The warmth and peace called to her for a minute, and she slipped in and closed the door behind her.
Then she saw a movement coming from one of the high-backed chairs near the fire. ‘Soph? Is that you?’ The room had always been her little sister’s favourite hiding place when she was younger, and Sylvie felt a lurch near her heart to think of her sister retreating here.
But it wasn’t Sophie—which became apparent all too quickly when a tall, dark shape uncoiled from the chair to stand up.
Arkim Al-Sahid.
Instinctively Sylvie backed away, and said frigidly, ‘At the risk of being accused of following you I can assure you I wasn’t.’ She turned to go, then stopped and turned back. ‘Actually, I have something to say to you.’
He folded his arms. ‘Do you, now?’
He was as implacable as a stone pillar. It infuriated Sylvie that he could so effortlessly arouse seething emotions within her. She stalked over to the chairs and gripped the back of the one he’d been sitting in. She hated it that he looked even more enigmatic and handsome. As if the intervening months had added more hard muscle to his form. Made his features even more saturnine.
He was dressed in similar pristine fashion to last time—in a three-piece suit. He sent a dismissive look up and down her body, and then said with a faint sneer, ‘Who are you trying to fool? Or are we all going to be treated to an exclusive performance, in which you reveal the truth of what lies beneath your pseudo-respectable façade?’
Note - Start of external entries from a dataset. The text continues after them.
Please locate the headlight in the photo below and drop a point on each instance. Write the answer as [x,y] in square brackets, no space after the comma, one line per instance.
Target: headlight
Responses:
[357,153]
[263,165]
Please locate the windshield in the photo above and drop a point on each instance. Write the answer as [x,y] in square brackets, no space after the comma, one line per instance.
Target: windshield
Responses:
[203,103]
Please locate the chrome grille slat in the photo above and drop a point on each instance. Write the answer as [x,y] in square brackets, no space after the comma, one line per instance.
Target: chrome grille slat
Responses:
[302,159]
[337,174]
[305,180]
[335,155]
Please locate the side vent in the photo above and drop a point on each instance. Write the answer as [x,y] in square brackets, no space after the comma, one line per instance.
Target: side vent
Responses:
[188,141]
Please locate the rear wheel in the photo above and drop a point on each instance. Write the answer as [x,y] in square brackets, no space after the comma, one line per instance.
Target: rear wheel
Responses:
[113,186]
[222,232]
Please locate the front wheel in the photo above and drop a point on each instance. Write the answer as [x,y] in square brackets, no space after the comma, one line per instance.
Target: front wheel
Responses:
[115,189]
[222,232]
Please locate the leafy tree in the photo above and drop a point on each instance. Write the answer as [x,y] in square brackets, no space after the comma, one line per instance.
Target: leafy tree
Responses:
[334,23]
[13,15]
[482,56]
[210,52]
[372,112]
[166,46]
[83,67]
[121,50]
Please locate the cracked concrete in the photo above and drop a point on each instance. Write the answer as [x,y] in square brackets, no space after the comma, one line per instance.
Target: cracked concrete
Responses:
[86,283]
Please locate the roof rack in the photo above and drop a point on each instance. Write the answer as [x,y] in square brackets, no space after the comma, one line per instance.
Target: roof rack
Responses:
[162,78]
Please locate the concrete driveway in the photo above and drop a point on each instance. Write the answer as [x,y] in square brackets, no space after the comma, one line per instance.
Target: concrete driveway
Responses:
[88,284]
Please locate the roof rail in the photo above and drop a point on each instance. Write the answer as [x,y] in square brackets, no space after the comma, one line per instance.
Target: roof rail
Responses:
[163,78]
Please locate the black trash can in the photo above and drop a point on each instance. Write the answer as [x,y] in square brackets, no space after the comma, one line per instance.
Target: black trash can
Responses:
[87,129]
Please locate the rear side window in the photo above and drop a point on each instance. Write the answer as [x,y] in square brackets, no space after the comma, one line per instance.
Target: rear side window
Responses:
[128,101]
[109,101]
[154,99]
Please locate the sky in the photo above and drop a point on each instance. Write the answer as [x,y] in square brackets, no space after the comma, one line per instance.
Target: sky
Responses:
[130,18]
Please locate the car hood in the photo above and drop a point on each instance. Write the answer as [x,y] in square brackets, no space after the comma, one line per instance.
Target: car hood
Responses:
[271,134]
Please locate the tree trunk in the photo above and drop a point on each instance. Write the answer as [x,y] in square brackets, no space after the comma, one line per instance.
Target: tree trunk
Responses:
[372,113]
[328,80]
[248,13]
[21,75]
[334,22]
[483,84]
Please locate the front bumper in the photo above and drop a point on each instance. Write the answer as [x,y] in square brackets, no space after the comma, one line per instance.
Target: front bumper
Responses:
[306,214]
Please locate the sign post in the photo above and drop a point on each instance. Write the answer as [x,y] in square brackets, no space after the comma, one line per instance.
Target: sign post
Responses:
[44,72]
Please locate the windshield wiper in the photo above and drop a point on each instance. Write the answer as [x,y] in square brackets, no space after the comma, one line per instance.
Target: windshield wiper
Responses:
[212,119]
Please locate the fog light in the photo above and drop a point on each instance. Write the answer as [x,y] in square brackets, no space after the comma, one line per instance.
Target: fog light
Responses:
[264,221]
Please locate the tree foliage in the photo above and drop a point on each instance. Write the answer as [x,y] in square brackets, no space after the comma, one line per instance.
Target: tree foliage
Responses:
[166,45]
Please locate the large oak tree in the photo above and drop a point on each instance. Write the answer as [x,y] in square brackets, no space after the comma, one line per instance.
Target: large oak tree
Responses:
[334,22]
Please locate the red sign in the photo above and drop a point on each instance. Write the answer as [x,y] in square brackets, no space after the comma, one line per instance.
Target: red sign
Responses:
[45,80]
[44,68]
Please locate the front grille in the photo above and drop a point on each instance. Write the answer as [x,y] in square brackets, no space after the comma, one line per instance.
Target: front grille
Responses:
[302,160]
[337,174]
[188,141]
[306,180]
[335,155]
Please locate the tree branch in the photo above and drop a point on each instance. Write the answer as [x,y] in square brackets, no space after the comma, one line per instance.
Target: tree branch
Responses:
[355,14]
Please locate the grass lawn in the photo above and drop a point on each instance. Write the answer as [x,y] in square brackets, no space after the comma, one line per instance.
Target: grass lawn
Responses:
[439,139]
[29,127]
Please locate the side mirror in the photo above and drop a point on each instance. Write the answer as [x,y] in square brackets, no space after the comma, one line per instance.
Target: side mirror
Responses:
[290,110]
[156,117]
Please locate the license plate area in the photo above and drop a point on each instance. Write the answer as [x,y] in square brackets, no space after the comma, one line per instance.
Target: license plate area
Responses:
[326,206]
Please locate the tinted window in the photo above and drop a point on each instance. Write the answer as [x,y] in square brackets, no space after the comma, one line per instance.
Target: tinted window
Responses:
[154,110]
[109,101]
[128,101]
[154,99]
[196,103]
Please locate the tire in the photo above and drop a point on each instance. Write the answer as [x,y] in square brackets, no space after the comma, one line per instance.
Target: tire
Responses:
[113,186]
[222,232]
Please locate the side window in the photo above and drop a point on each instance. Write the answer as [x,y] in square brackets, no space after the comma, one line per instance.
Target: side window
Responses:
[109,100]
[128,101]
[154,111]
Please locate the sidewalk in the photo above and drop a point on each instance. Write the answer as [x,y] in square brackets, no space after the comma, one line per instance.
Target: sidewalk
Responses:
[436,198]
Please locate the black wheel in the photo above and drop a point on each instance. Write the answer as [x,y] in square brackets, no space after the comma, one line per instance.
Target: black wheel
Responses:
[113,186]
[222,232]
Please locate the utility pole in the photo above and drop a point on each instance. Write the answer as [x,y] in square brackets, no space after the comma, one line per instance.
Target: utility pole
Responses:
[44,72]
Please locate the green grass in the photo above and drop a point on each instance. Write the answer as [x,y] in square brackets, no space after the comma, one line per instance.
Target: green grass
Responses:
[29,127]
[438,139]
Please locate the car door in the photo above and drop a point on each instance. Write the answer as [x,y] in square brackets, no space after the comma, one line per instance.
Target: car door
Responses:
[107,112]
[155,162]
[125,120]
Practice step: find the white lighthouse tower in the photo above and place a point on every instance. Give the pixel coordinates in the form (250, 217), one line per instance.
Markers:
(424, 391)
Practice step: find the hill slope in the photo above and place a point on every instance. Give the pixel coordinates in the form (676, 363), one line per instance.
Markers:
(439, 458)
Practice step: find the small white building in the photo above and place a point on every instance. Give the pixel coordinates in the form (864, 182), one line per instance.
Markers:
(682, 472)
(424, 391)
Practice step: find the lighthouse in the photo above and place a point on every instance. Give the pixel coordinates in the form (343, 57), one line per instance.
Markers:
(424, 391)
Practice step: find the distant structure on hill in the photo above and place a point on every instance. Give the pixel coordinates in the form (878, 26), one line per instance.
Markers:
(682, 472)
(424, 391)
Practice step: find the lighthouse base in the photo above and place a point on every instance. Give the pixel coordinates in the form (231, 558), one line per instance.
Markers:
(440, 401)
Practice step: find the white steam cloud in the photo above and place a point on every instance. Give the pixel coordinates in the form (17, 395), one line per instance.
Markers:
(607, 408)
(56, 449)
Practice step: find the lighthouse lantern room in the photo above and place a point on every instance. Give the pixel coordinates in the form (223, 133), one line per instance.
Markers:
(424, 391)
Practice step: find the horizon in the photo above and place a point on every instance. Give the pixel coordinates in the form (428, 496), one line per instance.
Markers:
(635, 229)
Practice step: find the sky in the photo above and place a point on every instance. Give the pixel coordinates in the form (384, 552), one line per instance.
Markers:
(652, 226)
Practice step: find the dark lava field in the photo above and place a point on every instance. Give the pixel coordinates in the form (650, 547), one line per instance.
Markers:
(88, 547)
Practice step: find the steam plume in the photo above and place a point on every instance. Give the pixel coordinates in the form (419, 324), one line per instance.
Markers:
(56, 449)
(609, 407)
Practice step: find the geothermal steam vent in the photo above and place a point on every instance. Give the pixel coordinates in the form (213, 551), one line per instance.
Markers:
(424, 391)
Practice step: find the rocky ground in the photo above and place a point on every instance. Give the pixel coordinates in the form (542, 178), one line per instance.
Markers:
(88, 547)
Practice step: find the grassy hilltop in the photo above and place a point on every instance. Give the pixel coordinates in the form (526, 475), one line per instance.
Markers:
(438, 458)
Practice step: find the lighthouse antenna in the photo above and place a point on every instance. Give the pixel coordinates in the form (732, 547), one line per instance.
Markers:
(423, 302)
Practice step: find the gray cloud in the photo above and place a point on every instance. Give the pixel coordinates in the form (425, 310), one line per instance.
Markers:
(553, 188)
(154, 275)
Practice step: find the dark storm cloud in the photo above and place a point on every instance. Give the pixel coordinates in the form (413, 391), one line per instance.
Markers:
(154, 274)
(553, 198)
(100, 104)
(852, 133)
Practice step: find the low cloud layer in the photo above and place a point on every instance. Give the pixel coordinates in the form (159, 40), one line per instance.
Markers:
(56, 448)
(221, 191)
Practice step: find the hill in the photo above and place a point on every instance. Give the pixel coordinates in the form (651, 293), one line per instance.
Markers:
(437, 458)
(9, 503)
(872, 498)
Sylvie’s anger spiked in a hot rush. ‘At first I couldn’t understand why you hated me on sight, but now I know. Your father is one of America’s biggest porn barons, and you’ve made no secret of the fact that you disowned him and his legacy to forge your own. You don’t even share his name any more.’
Arkim Al-Sahid’s body vibrated with tension, his dark eyes narrowing on her dangerously. ‘As you said, it’s no secret.’
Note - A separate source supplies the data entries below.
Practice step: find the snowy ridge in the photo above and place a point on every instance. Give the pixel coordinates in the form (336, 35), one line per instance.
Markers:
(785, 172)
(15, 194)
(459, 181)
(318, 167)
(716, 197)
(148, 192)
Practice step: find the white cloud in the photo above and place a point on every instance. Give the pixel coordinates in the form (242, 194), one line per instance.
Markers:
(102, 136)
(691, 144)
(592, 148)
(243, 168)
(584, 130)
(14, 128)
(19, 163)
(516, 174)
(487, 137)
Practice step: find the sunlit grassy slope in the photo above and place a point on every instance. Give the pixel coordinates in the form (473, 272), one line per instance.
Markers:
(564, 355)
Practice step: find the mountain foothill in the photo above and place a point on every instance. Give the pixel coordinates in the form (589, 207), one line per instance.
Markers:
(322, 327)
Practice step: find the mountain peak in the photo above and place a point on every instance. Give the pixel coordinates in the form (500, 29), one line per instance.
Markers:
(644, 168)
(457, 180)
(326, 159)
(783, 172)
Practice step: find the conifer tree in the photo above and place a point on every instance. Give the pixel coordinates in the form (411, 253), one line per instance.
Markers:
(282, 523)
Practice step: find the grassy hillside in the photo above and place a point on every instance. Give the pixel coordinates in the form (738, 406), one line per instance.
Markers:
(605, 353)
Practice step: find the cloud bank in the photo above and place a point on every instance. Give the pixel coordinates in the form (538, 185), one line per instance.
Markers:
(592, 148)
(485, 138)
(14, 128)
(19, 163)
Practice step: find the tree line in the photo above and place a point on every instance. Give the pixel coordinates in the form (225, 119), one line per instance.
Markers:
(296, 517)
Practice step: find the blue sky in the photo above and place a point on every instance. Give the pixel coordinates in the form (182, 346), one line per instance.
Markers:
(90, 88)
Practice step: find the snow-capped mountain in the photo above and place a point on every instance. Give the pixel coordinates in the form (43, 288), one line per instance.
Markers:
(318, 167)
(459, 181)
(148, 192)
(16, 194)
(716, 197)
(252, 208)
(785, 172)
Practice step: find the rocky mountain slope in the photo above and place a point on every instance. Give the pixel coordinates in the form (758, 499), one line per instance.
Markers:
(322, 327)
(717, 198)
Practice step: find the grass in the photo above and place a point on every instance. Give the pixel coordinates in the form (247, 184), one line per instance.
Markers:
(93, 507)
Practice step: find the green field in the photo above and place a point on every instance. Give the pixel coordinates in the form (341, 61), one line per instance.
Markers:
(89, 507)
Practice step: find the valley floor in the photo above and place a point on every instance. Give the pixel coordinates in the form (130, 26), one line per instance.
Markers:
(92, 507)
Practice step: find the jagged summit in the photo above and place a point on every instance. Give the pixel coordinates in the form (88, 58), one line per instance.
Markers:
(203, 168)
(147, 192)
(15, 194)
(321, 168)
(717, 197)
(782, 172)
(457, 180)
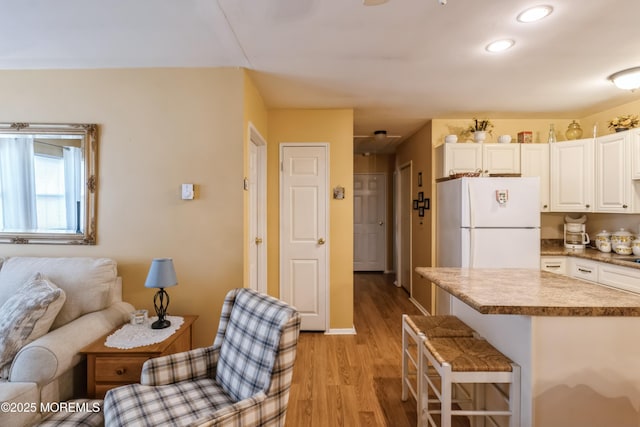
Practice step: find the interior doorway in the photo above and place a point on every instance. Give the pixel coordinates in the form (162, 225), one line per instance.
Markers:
(304, 232)
(369, 221)
(403, 211)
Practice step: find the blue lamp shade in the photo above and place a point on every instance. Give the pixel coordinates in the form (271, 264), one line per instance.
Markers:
(161, 274)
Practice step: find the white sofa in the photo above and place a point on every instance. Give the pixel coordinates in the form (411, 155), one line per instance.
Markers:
(50, 368)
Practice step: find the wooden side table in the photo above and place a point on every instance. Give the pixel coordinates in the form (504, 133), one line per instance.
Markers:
(109, 367)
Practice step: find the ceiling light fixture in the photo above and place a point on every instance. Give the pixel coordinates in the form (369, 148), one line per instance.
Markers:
(499, 45)
(373, 2)
(380, 135)
(627, 79)
(534, 14)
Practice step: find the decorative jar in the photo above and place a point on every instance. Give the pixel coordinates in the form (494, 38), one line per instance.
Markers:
(574, 131)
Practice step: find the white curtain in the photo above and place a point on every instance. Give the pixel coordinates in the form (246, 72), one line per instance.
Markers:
(17, 183)
(72, 187)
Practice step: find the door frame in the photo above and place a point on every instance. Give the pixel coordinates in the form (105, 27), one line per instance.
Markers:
(327, 285)
(399, 211)
(385, 219)
(257, 140)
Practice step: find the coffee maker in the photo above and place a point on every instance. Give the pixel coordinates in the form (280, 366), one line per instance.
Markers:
(575, 236)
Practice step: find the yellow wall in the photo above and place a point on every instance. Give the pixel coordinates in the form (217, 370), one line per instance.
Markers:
(159, 128)
(601, 119)
(334, 127)
(255, 113)
(381, 163)
(417, 148)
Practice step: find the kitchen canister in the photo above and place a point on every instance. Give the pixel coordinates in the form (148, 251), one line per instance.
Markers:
(621, 238)
(603, 237)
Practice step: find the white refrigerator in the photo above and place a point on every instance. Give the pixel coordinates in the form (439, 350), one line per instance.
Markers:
(488, 223)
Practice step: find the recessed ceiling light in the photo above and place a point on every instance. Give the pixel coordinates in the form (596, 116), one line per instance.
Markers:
(535, 13)
(499, 45)
(627, 79)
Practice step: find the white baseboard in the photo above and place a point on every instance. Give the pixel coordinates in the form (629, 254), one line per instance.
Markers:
(420, 307)
(344, 331)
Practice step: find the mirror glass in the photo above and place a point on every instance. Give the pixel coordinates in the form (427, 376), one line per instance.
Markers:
(48, 183)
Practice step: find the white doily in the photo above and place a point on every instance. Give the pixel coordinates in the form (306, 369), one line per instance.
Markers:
(131, 336)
‘No...’ Sylvie conceded, slightly thrown off balance by his response.
‘And your point?’
She swallowed. Lord, but he was intimidating. Not a hint of humanity anywhere in his whipcord form or on that beautiful face.
‘You’re marrying my sister purely to gain social acceptance, and she deserves more than that. She deserves love.’
Arkim emitted a short, curt laugh. It was so shocking to see his face transformed by a smile—albeit a mocking one—that she almost lost her train of thought.
‘You’re for real? Since when does anyone marry for love? Your sister has a lot to gain from this union—not least a lifetime of security and status. At no point has she indicated that she’s not happy for this engagement to proceed. Your father is keen to secure her future—which is no surprise, considering how his eldest daughter turned out.’
Sylvie kept her expression rigid. Amazing how this man’s opinion sneaked under her guard with such devastating effect and struck far too close to the heart of her—which was the last place he should be impacting.
He continued. ‘I’m not stupid, Miss Devereux. This is as much a business transaction for him as it is a chance to secure his daughter’s future. It’s not a secret that his empire took a big hit during the downturn and that he’s doing all he can to bolster his coffers again.’
Business transaction. She felt nauseous. Sylvie knew vaguely that her father’s fortune had taken a dip...but she also knew perfectly well that her stepmother was the real architect behind this plan. She was a firm believer that a woman’s place was by her rich husband’s side, and no doubt had convinced Grant Lewis that this was their ticket to security for the future.
She ungritted her teeth and desisted from belabouring the point of whether or not love existed. Clearly in his world it didn’t.
‘Sophie’s not right for you—and you are certainly not right for her.’